Planted tank

Joey88again

New member
I have a 55 gallon reef and I would like to get a refugium. But I read an article on the web and this guy had two tanks linked together they were both display tanks. One was a reef and one was a planted tank with a queen angel. I would like to make a 29 gallon tank and grow plants and some fish native to lagoons like cardinals and link it to my 55. So it will provide pods and nitrate free water. Could someone shed some light on this? I need advice on lighting, macro algae choice, and how to get the water back and forth.
 
Actually, I've been investigating doing something similar.

You need bright lights on both tanks. In order to get the lagoon grasses to grow. They also need iron....currently I'm looking to see if anyone has tried a laterite mix in the gravel or not....but in any case you can add a liquid supplement, and you also need some mud material in the sand bed.

As for connections and plumbing.... lagoon tank should sit higher than the reef tank so it can feed it. You don't need high throughput from one to the other, but you will need additional flow in the reef tank, as the lagoon tank should be in the range of 2-4x per hour turnover vs. 10-40x in the reef.

there's a start for you.
 
Laterite has been added, you can use iron filings if you want also, both are ferric Fe3+ till reduction is low enough or the plant's roots, bacteria reduce the iron.
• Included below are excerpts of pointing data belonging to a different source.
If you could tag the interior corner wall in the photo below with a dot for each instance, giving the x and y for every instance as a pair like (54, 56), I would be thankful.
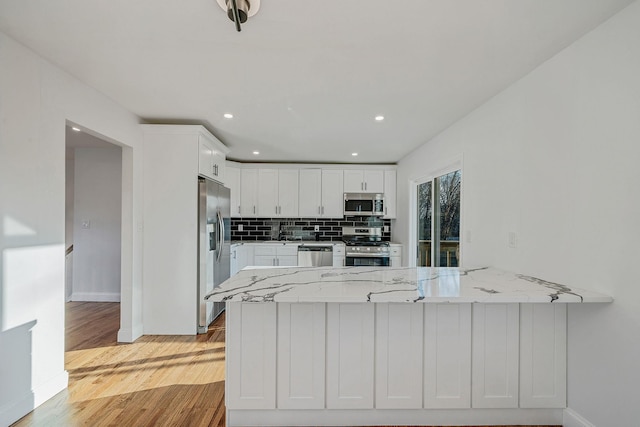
(554, 159)
(36, 100)
(97, 212)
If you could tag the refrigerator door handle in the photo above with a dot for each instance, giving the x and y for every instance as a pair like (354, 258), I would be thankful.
(221, 237)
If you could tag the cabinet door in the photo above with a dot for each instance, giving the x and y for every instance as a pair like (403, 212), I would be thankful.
(219, 166)
(267, 192)
(350, 338)
(373, 181)
(447, 356)
(265, 255)
(233, 261)
(248, 192)
(233, 183)
(205, 158)
(353, 181)
(399, 335)
(332, 193)
(301, 355)
(495, 352)
(251, 355)
(288, 193)
(543, 355)
(390, 194)
(310, 193)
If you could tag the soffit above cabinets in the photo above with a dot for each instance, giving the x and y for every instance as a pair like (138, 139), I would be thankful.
(304, 81)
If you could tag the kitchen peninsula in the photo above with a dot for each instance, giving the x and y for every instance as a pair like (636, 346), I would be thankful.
(372, 346)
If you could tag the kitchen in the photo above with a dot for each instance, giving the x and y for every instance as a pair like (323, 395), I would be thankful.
(550, 158)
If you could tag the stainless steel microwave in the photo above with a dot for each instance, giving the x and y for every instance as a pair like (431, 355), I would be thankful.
(363, 204)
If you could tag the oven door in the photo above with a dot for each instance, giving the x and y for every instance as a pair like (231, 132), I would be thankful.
(367, 261)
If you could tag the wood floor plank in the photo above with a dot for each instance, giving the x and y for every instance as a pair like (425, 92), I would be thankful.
(156, 381)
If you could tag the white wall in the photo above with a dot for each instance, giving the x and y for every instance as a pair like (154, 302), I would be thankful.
(36, 101)
(97, 212)
(555, 158)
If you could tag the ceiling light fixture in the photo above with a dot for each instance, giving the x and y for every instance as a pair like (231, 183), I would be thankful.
(239, 10)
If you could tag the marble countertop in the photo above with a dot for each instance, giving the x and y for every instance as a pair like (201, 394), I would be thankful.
(402, 284)
(287, 242)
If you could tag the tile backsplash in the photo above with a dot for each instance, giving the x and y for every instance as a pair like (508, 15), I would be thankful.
(253, 229)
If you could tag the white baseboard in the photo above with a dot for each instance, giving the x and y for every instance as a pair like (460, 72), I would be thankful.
(571, 418)
(24, 404)
(130, 335)
(96, 296)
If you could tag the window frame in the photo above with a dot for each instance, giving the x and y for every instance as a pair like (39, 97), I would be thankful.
(452, 166)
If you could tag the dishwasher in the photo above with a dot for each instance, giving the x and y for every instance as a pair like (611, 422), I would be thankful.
(315, 256)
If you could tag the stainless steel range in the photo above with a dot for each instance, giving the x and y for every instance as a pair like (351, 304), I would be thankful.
(364, 247)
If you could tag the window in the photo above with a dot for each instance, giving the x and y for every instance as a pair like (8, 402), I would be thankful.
(438, 221)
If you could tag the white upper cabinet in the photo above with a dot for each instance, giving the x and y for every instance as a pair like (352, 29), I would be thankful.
(211, 158)
(310, 193)
(390, 194)
(364, 181)
(278, 193)
(248, 192)
(320, 193)
(332, 193)
(232, 178)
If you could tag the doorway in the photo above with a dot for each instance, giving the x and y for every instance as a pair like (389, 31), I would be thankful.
(437, 224)
(93, 226)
This, along with some organic matter/aragonite is what makes up the mud filters.

You still need to add iron to the water column though..........

Regards,
Tom Barr
 
Thanks Tom, saves me the trouble of creating a post for it.

I have just been going back and reading all your posts...you and Bill. Very nice work.
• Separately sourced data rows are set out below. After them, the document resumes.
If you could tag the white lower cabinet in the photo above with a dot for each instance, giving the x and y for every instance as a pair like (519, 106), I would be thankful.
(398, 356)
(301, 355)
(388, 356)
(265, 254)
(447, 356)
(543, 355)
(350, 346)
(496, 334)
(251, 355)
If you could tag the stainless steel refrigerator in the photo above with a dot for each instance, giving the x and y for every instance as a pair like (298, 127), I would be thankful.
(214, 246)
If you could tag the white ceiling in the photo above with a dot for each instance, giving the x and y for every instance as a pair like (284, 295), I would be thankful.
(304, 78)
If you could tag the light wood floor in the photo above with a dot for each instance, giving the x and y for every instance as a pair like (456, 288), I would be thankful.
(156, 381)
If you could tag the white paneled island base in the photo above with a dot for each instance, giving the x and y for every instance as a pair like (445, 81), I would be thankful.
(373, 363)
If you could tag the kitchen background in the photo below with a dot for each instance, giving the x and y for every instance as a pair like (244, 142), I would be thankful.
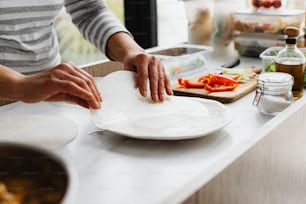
(172, 25)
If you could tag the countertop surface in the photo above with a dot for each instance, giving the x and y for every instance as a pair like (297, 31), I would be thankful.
(115, 169)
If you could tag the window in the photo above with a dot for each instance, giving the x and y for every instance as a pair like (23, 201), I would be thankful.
(73, 47)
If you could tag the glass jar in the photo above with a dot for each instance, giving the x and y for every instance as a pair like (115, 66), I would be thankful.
(273, 92)
(292, 60)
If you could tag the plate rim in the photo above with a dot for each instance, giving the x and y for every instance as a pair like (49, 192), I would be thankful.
(229, 119)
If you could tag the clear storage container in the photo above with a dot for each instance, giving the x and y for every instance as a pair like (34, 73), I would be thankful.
(252, 45)
(183, 59)
(267, 21)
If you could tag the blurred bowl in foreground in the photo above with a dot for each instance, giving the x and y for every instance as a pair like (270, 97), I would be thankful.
(32, 175)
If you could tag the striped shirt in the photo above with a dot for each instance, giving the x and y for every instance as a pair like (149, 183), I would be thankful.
(28, 41)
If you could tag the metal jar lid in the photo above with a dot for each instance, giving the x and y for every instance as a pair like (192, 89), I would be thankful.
(275, 81)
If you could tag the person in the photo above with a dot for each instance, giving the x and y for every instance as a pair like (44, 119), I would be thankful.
(30, 66)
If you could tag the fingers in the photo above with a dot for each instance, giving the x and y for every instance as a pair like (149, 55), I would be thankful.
(75, 85)
(72, 92)
(90, 83)
(150, 68)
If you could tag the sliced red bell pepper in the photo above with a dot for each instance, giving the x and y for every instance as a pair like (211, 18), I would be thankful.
(180, 81)
(210, 88)
(193, 84)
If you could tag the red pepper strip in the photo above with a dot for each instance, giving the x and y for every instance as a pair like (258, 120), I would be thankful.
(181, 81)
(193, 84)
(204, 79)
(210, 88)
(223, 80)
Looking forward to setting up a tank like this.
 
SeaChem makes a grey colored marine sand which is the same thing as their Onyx for FW plants.
It has buffering unlike Flourite, I'd use that for base along with some mulm from an established DBS.

Mulm is the organic "Dirt" that you would vacuum out of gravel during the a water change, let the water settle in the bucket, decant off the clear water, save the mulm in the bottom, add this and the onyx to the bottom, 1 inch, cap with 2-3" of aragonite sugar sized grain sand.

This adds precisely what is needed for plant and macro growth.
Live bacteria, critters, some organic material, trace elements etc.

The soft bottom plants will like this.

Regards,
Tom Barr
 
I've found organic rich to be far more important than iron enriched substrates. Even with the iron rich substrate, the grasses still seem to need iron supplementation in the water. Terestrial plants are known to be able to adsorb iron through thier leaves, I suspect sea grasses do the same.